28/06/2012 at 14:19 Cunzy1 1 says:
Seconding (possibly thirding at this point) the transparency of the process. We’ll see how transparent they remain but I’ve loved Tom Francis’s ongoing developer blogs. It really is something that game developers could learn from the independent, mod and now crowdsource community instead of being opaque black boxes of development with awful websites which are content lite, devoid of personality and often woefully out of date.
28/06/2012 at 14:27 wccrawford says:
If KS continues to be popular, I wonder if we’ll see companies that specialize in handling this aspect of the system? There would be some overhead for the employees, but I think that could be offset by having cheaper suppliers that can deal in bulk like that.
28/06/2012 at 15:04 Jimbo says:
Like a distribution company or something? That’s crazy talk.

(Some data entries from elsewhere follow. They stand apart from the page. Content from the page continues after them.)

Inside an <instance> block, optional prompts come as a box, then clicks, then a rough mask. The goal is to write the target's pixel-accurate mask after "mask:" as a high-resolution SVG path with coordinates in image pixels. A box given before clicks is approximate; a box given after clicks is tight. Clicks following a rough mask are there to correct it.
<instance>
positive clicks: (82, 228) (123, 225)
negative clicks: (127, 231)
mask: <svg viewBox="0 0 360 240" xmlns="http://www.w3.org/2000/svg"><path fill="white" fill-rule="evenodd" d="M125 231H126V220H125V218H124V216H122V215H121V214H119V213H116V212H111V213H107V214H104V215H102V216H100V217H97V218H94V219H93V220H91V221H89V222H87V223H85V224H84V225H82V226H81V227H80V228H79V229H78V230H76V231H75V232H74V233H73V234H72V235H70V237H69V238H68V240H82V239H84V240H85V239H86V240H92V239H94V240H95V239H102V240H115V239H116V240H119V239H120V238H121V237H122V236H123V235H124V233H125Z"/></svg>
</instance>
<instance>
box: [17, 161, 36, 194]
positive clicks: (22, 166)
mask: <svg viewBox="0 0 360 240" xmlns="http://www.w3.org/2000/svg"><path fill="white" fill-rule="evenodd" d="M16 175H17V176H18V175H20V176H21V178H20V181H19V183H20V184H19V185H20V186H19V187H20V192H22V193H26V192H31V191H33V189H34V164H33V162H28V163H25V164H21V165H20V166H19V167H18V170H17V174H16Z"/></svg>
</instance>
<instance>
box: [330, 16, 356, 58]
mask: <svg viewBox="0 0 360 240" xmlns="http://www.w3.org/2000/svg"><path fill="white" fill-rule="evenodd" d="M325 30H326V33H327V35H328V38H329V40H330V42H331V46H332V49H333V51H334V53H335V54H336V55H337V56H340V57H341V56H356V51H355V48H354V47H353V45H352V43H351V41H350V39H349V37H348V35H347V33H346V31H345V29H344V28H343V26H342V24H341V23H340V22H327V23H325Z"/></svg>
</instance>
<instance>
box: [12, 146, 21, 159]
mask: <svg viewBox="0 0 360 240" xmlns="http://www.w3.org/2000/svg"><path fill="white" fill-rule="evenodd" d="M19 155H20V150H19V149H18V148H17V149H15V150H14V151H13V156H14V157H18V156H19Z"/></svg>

28/06/2012 at 15:15 paddymaxson says:
Oh god, please don’t give EA any ideas!
28/06/2012 at 15:16 ArcaneSaint says:
Now all someone has to do is draw up a business model for such a company and start a Kickstarter to launch it.
28/06/2012 at 15:38 Greggh says:
I’m taking your idea and putting it in plan as I type (actually, as soon as I finish typing, for you see, I cannot type in two places at the same type… TIME!, the same time)
28/06/2012 at 16:38 csuzw says:
Double Fine appear to be using http://www.fangamer.net for their physical rewards so I think this service already exists.
29/06/2012 at 07:43 Armante says:
they also showed a videoclip of 8 fan gamers unloading 4 tonne of tubes for shipping.. :)
28/06/2012 at 15:14 abandonhope says:
I’m sad I passed on this one. When I first saw the image reproduced above, I assumed it was some kind of Swords and Soldiers clone.
28/06/2012 at 15:29 brkl says:
I wish Kickstarter projects would stop offering physical rewards apart from special (expensive) limited editions. They could be making the game, now they first have to do a bunch of minimum wage type drudgery.
28/06/2012 at 17:55 Salt says:
Yeah, sending out hundreds (or thousands!) of physical things is a significant workload. I worry for game kickstarters that offer art books or similar as rewards. Plenty of kickstarters have been set up just to print and distribute an art book.
28/06/2012 at 17:35 adonf says:
That is a nice wooden table.
29/06/2012 at 16:16 Dances to Podcasts says:
This is why Ubi’s games are always late. Sending tubes to stockholders.